It’s predicted that digital advertising budgets will overtake dollars spent on TV for the first time during 2017. It’s shaping up to be a pivotal year for digital marketing and a digital strategy is fast becoming every marketers top priority.
According to WGSN (World's Global Style Network) trend forecasting service, here’s a quick look at some key trends that digital marketers are turning to in this increasingly complex environment:
2016 we saw the signs of the importance of artificial intelligence. In 2017 we’ll see demonstrations of its use. Investments in AI this year are expected to triple, as marketing teams realise AI technology can drive faster business decisions. Here are some examples of AI being implemented:
Chatbots: poised to become common practice this year, Chatbots will be pivotal brand touchpoints assisting in automating one-to-one communication on social media platforms. Chatbot provider WizeLine https://www.wizeline.com/ claims a 5x increase in online customer engagement.
Driving creativity: brands will creatively infuse AI elements in campaigns. Chevrolet's 'Positivity Pump' trailed in Calgary Alberta late last year is inspiration on how to integrate AI into creative assets.
Customer insights: Forrester identifies 2017 as the start of the "True Insights Revolution". This will be the year when businesses gain direct access to powerful customer insight via new cognitive interfaces and other AI-related tech.
Ephemeral (Short-lived) Marketing
Based on the known human social anxiety FOMO (fear of missing out) marketers are taking steps to capitalize on this phenomenon. Harkening back to the “Limited time only!” messages used for years, social media campaigns use an expiration date that encourage (timely) audience participation. Here are 2 channels of ephemeral marketing that are primed for growth:
Snapchat: should see growth this year, as they explore the possibility of an IPO that could be one of the largest ever.
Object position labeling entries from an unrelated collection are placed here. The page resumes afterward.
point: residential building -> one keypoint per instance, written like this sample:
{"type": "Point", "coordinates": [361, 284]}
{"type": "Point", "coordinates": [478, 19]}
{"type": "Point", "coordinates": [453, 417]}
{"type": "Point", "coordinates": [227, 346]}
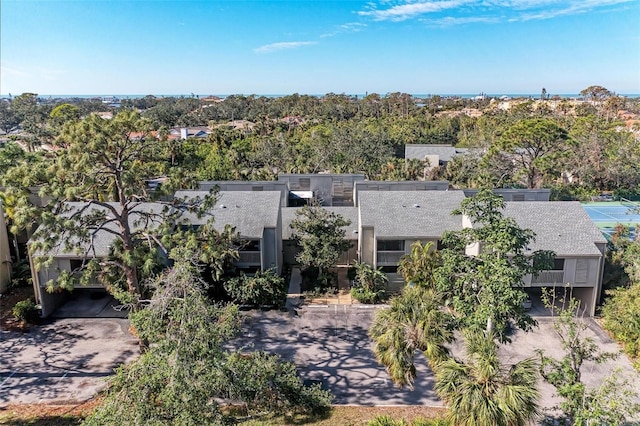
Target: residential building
{"type": "Point", "coordinates": [385, 219]}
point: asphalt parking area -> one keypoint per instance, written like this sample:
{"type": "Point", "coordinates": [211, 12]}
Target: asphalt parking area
{"type": "Point", "coordinates": [329, 344]}
{"type": "Point", "coordinates": [63, 361]}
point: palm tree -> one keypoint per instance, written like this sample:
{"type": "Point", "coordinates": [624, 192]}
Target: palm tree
{"type": "Point", "coordinates": [415, 321]}
{"type": "Point", "coordinates": [418, 266]}
{"type": "Point", "coordinates": [483, 391]}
It’s very nature makes it a key channel for launching ephemeral brand campaigns.
Instagram Live: fashion designer Tim Coppens is used the 24-hour tool to showcase his fashion line during Pitti Uomo this January. Expect to see more of this in 2017 as Instagram is predicted to surpass Twitter in popularity.
To AR or to VR?
2016 was the year of an immersive technologies arms race, particularly for augmented and virtual reality. While VR seemed to be leading the pack with the potential for mass consumer adoption, the introduction and viral nature of Pokémon Go enabled AR to emerge as the stronger, and more accessible, tech trend.
While VR grew to become hyper-commercialised, with many companies introducing affordable headsets in 2016, its restrictive nature makes its appeal to businesses and consumers problematic.
According to Horizon Media, just 25% of consumers are willing to spend more than $250 on VR devices and consumer awareness of VR is only estimated at 33%.
Most VR experiences take place in the gaming industry and headsets are only made for one person, which makes the current experience a solo one. This poses a problem, as consumers not only want to share experiences with their social community but also IRL.
Widespread adoption is more likely in AR due to its all-inclusive nature. Unlike VR, it's easy for audiences to have a digital experience in the physical world with their friends without any restrictive gear.
Expect to see an increase in AR out-of-home activations, AR packaging (fuelled by apps like Blippar) and more gamified tools (see the new Lumus prototype launched at CES.)